It is frequently pointed out by Georgists that there are no really good rebuttals to land value taxation.
This excerpt from a 1971 letter to my grandfather from a colleague describes where the opposition comes from:
There may be be no "arguments that actually oppose LVT" as Bill says, but there are plenty of people who not only actually but actively oppose it. These are the people who are making hundreds of millions of dollars a year on the unearned increments land speculation gets as a result of land being so undertaxed that the landowner puts up only a trifling share of the enormous community investment needed to make his land reachable, livable and readily saleable. Of 7 million-odd New Yorkers I would guess that perhaps 70,000 people profit by today's misapplication of the property tax while 7 million lose by it, but the problem is that the 7 million have no idea of what they are losing while the 70,000 jolly well know that they have a good thing going for them and fight to keep it.

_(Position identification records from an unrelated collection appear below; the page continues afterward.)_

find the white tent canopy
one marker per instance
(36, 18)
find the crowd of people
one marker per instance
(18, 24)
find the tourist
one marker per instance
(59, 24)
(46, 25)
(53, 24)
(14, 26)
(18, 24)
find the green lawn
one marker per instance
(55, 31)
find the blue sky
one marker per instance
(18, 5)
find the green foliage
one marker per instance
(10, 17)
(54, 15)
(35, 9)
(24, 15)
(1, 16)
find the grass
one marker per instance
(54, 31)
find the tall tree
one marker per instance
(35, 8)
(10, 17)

I've been trying for a year to get my friend, J___ C___, past president of the Realtors and Chairman of the Realtors Economic Research Committee to stop fighting LVT, but he keeps coming back to how his father bought some land near San Diego for $20 an acre before 1900 and sold it for $4,000 an acre around 1950 and his father could not have held it all that time if he had had to pay more than a nominal tax.

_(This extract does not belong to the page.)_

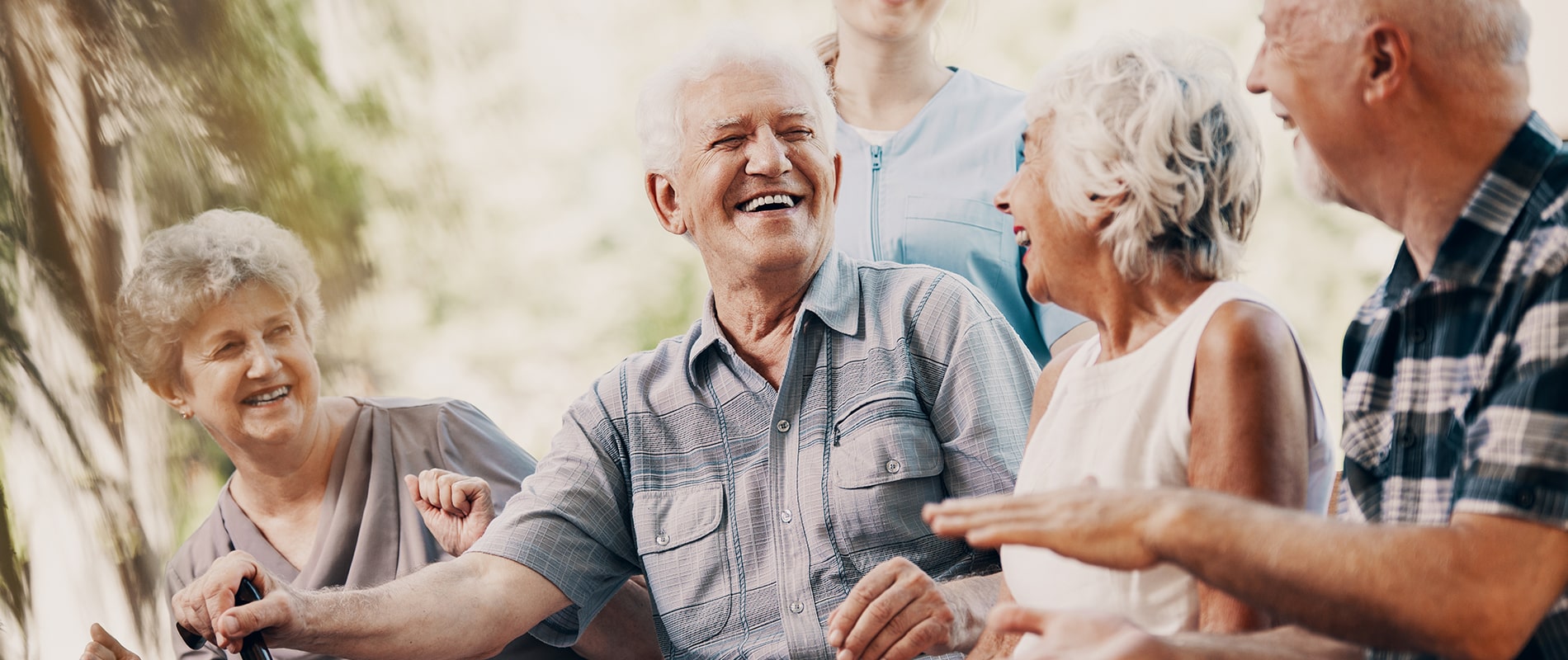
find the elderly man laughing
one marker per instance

I don't think anyone should take the equity argument seriously. Just because the ownership of underused land has been subsidized for years does not entitle its owners to expect the subsidy to be continued forever, and likewise, for those who bought land in the expectation that the subsidy would be permanent. The equity objection to increasing the tax on land would apply almost equally to any other tax increase.
A week later, another letter includes this:
Just because landowners have had a wonderful subsidy racket going for them in the past should not give them any claim on having that subsidy continue ad infinitum. I do agree with Lowell that the transition to LVT would raise problems, and in any area with a high tax rat on property I can see that the transition would have to be staggered over a period of years, probably not less than five or more than ten, dpending on how big a tax rate was to be shifted off improvement values onto location values.
In the same file, a copy of a 1969 letter from the same person to Lowell (Harriss):
I don't see how tripling the tax on land could fail to force almost all owners of underused land to get busy and put it to better use. Conversely, I don't see how taking the equivalent of a 51% sales tax off improvements could fail to be a tremendous stimulant to improvements. If a 7% Federal tax credit on improvements was so effective, what would wiping out a 50% tax do!